Jason's skin had not healed, and he had dysreflexia from an unknown cause, but when they got the van, they drove all night, arriving the morning of Oct. 6. After personally visiting the local animal shelters--no Candy--they rolled down a bleak row of broken, moldy homes to their own.

The orange spray-paint said their house had last been checked Oct. 3; the watermarks said it had stood in 6 feet of sludge. With much trepidation, they held masks to their faces and opened the door.

The stink was overpowering, but it wasn't as awful as the sight. Waterlogged photos still clung to the walls, perhaps suspended by the thick growth of blue-green mold. Books rotted in their spines, and personal belongings were clumped together in sticky, unnatural groupings. There was some good news: A few pieces of original art were unharmed, and one stash of family photos had floated in a plastic bag--as had a laundry basket of clothes.

Jason_6.jpg


For hours, they culled what they could from the debris, taking breaks to breathe clean air and drink bottled water, but they couldn't even get into one room because of heavy furniture blocking the door. The forlorn pile of salvaged items included a handful of trophies and ribbons, a graduation tassel, a prom dress, several collectible Barbie dolls, some scraps of writing, a rusted camera, the damaged photos and the somehow untouched artwork that Jason had commissioned. Ruined was the computer full of their poems and papers, signed books by Molefi Asante and Ivan Van Sertima, their degrees and diplomas, and so many of the other creations and mementos that tell the story of a family's life.

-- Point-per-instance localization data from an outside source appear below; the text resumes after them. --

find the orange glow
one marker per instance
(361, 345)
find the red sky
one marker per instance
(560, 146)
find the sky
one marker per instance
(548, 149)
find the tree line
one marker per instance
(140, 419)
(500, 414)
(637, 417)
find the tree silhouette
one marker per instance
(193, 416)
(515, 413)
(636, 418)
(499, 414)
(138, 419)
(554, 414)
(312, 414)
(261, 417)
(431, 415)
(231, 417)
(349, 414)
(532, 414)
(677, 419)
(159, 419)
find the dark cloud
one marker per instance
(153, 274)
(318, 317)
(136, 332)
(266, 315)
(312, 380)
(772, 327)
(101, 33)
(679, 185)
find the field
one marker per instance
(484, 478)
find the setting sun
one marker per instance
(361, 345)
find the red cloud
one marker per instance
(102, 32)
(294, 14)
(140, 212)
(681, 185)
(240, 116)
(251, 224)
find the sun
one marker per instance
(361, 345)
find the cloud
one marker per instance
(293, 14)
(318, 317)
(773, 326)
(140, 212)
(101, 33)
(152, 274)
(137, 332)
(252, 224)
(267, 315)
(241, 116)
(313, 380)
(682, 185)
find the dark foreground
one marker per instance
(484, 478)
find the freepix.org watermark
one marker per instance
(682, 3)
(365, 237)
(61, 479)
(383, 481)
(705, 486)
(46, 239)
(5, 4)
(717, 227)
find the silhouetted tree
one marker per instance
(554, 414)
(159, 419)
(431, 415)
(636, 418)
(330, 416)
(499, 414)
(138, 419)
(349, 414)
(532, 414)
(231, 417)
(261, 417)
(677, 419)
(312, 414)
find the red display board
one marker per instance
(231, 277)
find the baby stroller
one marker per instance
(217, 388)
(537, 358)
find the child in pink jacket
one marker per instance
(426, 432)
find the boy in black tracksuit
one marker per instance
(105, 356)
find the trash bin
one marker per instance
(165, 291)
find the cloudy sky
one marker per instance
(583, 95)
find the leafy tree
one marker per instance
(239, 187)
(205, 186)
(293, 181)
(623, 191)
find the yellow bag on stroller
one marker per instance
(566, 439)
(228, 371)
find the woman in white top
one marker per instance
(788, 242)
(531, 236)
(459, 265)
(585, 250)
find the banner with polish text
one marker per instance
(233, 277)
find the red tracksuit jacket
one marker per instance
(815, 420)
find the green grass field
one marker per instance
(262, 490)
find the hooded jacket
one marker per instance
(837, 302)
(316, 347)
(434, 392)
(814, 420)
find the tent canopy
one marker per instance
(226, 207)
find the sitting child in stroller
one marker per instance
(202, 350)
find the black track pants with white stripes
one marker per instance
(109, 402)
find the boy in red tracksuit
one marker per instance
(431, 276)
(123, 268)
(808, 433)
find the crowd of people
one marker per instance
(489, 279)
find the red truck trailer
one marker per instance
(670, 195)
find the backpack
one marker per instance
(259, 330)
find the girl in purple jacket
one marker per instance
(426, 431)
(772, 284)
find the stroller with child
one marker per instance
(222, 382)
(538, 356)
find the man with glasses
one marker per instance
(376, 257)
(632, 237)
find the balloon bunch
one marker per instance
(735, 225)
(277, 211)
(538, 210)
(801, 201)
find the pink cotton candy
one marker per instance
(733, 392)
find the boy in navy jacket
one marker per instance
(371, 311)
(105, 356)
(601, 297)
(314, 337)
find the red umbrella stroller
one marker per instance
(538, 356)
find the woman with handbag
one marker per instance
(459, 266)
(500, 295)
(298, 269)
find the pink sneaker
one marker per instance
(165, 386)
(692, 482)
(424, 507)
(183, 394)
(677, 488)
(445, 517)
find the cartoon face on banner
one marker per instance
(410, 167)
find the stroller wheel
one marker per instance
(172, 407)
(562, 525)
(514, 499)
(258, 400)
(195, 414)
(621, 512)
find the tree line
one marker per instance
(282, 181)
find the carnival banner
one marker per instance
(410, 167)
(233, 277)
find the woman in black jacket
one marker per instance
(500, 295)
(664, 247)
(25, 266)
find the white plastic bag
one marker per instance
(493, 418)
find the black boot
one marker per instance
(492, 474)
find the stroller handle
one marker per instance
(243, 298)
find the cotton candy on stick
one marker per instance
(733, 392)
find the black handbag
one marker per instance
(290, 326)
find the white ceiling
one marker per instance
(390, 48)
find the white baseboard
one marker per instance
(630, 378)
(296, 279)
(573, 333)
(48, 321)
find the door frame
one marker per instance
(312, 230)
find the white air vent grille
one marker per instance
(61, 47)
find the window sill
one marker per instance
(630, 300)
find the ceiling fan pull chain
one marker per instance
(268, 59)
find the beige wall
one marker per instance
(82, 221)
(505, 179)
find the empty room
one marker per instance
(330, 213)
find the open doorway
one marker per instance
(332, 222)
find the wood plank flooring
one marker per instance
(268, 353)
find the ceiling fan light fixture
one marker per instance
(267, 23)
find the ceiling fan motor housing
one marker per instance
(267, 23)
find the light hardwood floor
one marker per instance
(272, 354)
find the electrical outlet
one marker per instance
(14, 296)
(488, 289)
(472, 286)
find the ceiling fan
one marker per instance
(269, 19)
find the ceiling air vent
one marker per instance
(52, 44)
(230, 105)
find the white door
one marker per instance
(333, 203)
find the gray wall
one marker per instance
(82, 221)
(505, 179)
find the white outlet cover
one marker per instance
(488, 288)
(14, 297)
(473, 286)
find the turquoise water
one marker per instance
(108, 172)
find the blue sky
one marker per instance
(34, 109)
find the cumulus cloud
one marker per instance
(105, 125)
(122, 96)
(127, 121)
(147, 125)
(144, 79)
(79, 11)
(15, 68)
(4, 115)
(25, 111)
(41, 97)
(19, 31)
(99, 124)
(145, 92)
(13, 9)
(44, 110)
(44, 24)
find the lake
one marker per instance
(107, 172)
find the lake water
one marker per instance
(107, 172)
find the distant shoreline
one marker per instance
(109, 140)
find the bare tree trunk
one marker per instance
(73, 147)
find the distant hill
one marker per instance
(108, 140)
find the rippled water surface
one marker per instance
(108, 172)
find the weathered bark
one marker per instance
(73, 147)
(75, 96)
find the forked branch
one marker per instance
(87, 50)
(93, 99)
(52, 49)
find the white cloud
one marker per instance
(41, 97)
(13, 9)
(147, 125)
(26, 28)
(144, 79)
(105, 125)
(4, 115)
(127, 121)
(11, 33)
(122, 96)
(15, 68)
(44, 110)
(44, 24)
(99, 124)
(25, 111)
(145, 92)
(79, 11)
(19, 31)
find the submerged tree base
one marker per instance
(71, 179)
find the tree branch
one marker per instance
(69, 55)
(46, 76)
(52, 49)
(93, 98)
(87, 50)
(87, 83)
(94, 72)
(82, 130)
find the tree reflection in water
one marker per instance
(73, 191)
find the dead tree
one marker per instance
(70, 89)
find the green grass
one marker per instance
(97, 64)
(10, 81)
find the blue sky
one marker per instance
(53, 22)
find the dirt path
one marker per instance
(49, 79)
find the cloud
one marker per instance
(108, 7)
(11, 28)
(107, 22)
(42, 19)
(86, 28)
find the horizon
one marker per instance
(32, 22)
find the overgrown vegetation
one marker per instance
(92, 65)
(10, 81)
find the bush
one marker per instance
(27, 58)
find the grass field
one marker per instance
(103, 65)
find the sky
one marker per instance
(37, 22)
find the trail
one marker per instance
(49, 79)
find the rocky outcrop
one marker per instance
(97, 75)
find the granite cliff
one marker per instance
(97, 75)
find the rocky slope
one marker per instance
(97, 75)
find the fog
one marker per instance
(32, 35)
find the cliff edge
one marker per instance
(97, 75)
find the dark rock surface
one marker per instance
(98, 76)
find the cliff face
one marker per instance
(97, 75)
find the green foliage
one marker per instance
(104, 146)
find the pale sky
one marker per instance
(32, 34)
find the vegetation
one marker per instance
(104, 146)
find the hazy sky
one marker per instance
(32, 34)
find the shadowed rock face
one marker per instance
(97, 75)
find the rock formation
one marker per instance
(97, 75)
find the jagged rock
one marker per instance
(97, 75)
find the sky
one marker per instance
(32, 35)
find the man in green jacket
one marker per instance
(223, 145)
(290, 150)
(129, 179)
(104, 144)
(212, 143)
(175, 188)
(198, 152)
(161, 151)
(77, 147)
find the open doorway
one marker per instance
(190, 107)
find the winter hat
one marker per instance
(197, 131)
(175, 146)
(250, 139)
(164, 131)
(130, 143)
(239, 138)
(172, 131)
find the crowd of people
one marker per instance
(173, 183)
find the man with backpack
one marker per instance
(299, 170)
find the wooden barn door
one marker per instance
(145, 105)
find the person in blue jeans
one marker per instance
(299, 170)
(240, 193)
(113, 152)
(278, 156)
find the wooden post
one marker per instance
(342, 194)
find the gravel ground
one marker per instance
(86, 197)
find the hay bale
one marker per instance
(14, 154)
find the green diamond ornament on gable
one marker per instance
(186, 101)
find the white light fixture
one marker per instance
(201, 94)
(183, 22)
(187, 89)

And how would they ever rebuild? "We own our house," Jason says, "but with me being out of work--I had just started working at a nonprofit organization part-time--we didn't have the money for the insurance. We were just about to get the insurance policy up again right before this happened. I was going to send that in the next week. Then this happened, and it knocked all the wind out of my sails."

Willmarine feels equally deflated. "When I came up here [to Dallas], I wished I could have someone hypnotize me for just an hour so I could just forget. I try not to think about that whole situation and the totality of it. People say, 'Just start all over.' But from where, from what?"

"It is overwhelming--and I'm just so homesick," Jason says. "But I think I could deal with it all if I could just pet my dog."

UPDATE:
Through Jason's diligence and help from volunteers and strangers from around the country, he was finally reunited with his dog. He's now living in the metroplex in an apartment with his mother. He still holds on to the hope of one day rebuilding his home in New Orleans. Until then, he keeps moving forward with his dreams. After all, he's a survivor.